Talvez pudesse intitular esta série de postes com “viagens na minha terrinha”… e talvez devesse publicá-los no meu próprio blogue, que jaz agora quase abandonado. Mas tenho sempre tantas coisas para vos contar e perguntar que vou deixar de me incomodar com o facto de todos estarem de férias e ausentes deste espaço virtual.
Também este domingo, com os pais e manas a banhos na cosmopolita e ventosa Figueira da Foz, resolvi passear por territórios da diocese da Guarda que até há pouco tempo praticamente não conhecia nem queria conhecer… mas chamaram-me ignorante e pretensiosa… enfim, lá fui. Comecei por Pinhel que é uma cidade bonita. Visitei o castelo, mas o Museu de Arte Sacra estava a fechar, o que foi pena, e na Matriz decorria um casamento… Gostei do portal e das janelas manuelinas. No posto de turismo foram imensamente atenciosos. Comi uma lasanha de bacalhau que me soube a bacalhau com natas. Uma delícia!

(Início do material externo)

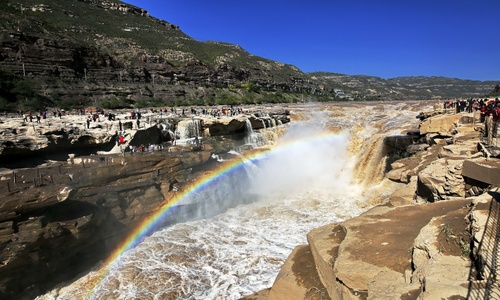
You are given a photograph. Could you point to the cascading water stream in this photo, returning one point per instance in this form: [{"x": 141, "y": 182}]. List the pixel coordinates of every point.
[{"x": 308, "y": 180}]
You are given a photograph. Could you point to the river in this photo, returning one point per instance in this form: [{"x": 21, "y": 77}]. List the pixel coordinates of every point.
[{"x": 328, "y": 166}]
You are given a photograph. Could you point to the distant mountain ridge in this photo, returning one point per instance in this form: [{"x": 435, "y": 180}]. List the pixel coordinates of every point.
[{"x": 108, "y": 53}]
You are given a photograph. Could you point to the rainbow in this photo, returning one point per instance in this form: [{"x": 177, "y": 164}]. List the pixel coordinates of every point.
[{"x": 152, "y": 222}]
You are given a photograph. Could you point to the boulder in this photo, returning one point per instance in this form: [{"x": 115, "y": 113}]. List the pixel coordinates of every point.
[
  {"x": 482, "y": 169},
  {"x": 441, "y": 124}
]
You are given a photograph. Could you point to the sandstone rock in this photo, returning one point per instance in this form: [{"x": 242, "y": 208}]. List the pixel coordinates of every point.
[
  {"x": 434, "y": 182},
  {"x": 442, "y": 124},
  {"x": 298, "y": 278},
  {"x": 482, "y": 169}
]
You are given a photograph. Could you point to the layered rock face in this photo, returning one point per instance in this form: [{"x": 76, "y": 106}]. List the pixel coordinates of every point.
[
  {"x": 436, "y": 237},
  {"x": 63, "y": 217}
]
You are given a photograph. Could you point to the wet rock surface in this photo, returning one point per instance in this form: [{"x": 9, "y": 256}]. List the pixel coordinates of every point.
[
  {"x": 59, "y": 218},
  {"x": 432, "y": 239}
]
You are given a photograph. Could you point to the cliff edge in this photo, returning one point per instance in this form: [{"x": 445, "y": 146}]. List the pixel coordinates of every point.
[{"x": 436, "y": 237}]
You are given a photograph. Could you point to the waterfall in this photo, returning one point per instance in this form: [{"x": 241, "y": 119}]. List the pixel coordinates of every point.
[
  {"x": 255, "y": 138},
  {"x": 317, "y": 173}
]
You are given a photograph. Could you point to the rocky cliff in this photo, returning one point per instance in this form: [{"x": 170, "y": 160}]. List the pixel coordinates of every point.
[
  {"x": 435, "y": 238},
  {"x": 63, "y": 216}
]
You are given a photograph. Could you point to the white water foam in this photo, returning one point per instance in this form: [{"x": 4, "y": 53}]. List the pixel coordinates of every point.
[{"x": 240, "y": 251}]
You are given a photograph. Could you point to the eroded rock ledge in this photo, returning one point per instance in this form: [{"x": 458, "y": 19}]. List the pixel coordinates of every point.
[
  {"x": 434, "y": 239},
  {"x": 62, "y": 217}
]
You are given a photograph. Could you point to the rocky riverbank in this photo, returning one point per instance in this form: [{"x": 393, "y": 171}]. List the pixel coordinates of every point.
[
  {"x": 435, "y": 238},
  {"x": 70, "y": 194}
]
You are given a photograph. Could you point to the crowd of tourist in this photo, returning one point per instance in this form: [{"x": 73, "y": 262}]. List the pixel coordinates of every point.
[{"x": 486, "y": 107}]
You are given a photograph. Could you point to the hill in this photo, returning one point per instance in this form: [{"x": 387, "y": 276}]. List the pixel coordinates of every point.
[{"x": 74, "y": 53}]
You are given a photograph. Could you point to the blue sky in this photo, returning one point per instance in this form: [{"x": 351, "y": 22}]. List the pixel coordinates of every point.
[{"x": 384, "y": 38}]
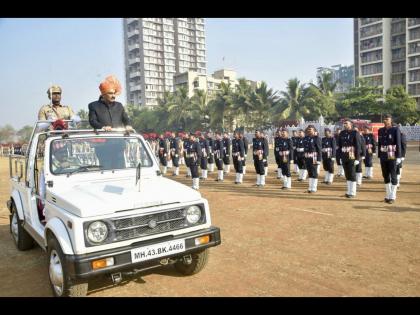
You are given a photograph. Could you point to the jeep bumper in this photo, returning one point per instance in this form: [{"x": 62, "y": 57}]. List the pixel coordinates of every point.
[{"x": 80, "y": 266}]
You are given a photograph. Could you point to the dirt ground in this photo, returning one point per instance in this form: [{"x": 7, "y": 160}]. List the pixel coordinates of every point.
[{"x": 274, "y": 243}]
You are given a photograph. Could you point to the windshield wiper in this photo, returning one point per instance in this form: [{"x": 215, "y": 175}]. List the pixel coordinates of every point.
[{"x": 84, "y": 168}]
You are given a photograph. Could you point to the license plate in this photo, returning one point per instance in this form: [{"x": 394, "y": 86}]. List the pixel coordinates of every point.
[{"x": 157, "y": 250}]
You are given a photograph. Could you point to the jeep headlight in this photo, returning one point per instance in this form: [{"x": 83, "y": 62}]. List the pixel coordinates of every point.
[
  {"x": 193, "y": 214},
  {"x": 97, "y": 232}
]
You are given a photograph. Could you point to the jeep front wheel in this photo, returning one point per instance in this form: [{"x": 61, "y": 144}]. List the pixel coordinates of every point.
[
  {"x": 61, "y": 284},
  {"x": 23, "y": 240},
  {"x": 198, "y": 262}
]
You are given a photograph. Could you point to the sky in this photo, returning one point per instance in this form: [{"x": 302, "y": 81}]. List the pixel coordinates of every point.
[{"x": 78, "y": 54}]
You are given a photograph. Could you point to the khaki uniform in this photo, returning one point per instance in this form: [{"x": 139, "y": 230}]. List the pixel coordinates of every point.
[{"x": 52, "y": 112}]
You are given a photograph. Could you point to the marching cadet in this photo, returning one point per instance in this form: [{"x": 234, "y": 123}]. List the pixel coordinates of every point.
[
  {"x": 359, "y": 171},
  {"x": 174, "y": 153},
  {"x": 312, "y": 145},
  {"x": 259, "y": 157},
  {"x": 186, "y": 146},
  {"x": 328, "y": 156},
  {"x": 300, "y": 156},
  {"x": 403, "y": 150},
  {"x": 219, "y": 155},
  {"x": 349, "y": 146},
  {"x": 226, "y": 151},
  {"x": 266, "y": 152},
  {"x": 204, "y": 144},
  {"x": 238, "y": 153},
  {"x": 285, "y": 152},
  {"x": 194, "y": 156},
  {"x": 163, "y": 153},
  {"x": 211, "y": 154},
  {"x": 55, "y": 110},
  {"x": 389, "y": 145},
  {"x": 277, "y": 140},
  {"x": 340, "y": 172},
  {"x": 370, "y": 151},
  {"x": 294, "y": 141},
  {"x": 245, "y": 140}
]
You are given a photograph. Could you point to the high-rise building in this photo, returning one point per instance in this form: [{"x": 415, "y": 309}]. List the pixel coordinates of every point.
[
  {"x": 158, "y": 48},
  {"x": 387, "y": 52},
  {"x": 343, "y": 75}
]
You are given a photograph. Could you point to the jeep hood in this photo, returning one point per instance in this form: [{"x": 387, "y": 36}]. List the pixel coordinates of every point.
[{"x": 106, "y": 197}]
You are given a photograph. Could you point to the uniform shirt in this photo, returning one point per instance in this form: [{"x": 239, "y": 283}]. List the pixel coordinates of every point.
[
  {"x": 281, "y": 146},
  {"x": 370, "y": 143},
  {"x": 389, "y": 143},
  {"x": 238, "y": 147},
  {"x": 312, "y": 147},
  {"x": 349, "y": 145},
  {"x": 204, "y": 144},
  {"x": 218, "y": 149},
  {"x": 101, "y": 114},
  {"x": 257, "y": 145},
  {"x": 52, "y": 112},
  {"x": 300, "y": 146},
  {"x": 226, "y": 146},
  {"x": 328, "y": 148}
]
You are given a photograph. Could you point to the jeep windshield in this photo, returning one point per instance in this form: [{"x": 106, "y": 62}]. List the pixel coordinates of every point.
[{"x": 75, "y": 155}]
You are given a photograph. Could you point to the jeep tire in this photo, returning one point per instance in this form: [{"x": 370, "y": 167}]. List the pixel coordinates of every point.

Depois… bem, depois estava um calor difícil de aguentar e só me apetecia dormir uma sesta junto de um rio, debaixo de um castanheiro. Mas resolvi andar de carro e sentir o vento na cara. Tinha tido notícia de algumas aldeias interessantes: Aldeia, Faia, Cidadelhe. Fui a todas. Aldeia, para além de um aglomerado de casas em granito com ar fantasmagórico, pareceu ser propriedade privada. Cidadelhe tem uma Igreja do século XVI, mas estava fechada. Tem ainda uma capela de S. Sebastião, com este fresco lindo no exterior (aí ao lado direito), e mais algumas ruas de casas abandonadas. Mas foi com Faia que fiquei verdadeiramente impressionada. A grande atracção consistia nas pinturas do Paleolítico superior e do Neolítico. Pois… devia ter levado sapatilhas e estar disposta a perder-me no meio de tanto granito. Mas a aldeia está lá… abandonada. Abandonada a aldeia e abandonados os seus quatro viventes. Nunca até então tinha tido a verdadeira noção do que é a desertificação do interior do país. Fiquei a ter. Se na Coriscada (Meda) não tivesse visitado a vila romana (que encontrei por puro acaso, depois de no café da aldeia me terem assegurado que não encontraria…), há pouco descoberta no meio de um olival, cuido até que teria ficado absolutamente deprimida.
No caminho para a Meda, dou de caras com Marialva! Dei dois berros de alegria e lá fui, absolutamente encantada por voltar a um castelo onde estive há tantos, tantos anos, quando era miúda e os meus pais nos enfiavam na carrinha e nos soltavam por esses castelos fora (Linhares, Trancoso, Marialva, Castelo Rodrigo…). A aldeia antiga está linda, com as casas recuperadas, habitadas (a velhinha linda lá de cima, no início do post, vive ao lado das muralhas), mas as portas do Castelo estão fechadas, abrindo-se aos visitantes a partir do posto de turismo e preservando o complexo do castelo, da casa do município, do pelourinho, da Capela da Misericórdia (uma pequena jóia de traça maneirista) e a Igreja de Santiago, fechada para restauro.
Por acaso, estavam por lá duas senhoras (com uma cadela que me ladrou até à exaustão…), que tinham ido verificar o andamento das obras e me deixaram entrar.
E foi com esta imagem (de que Santo? ajudem-me, se faz favor…), suavemente inclinado na minha direcção, estendendo-me a mão e segurando o Menino no braço esquerdo, olhando-me nos olhos, interrogando-me, acolhendo-me, ao mesmo curioso e pacífico, que fui recebida. Fotografei de todos os ângulos e de todos eles senti a mesma Beleza. Tiveram de me expulsar de lá.
Quando regressei a casa, já declinava o dia e a luz era dourada e quente. E eu vinha em paz. Muito em paz.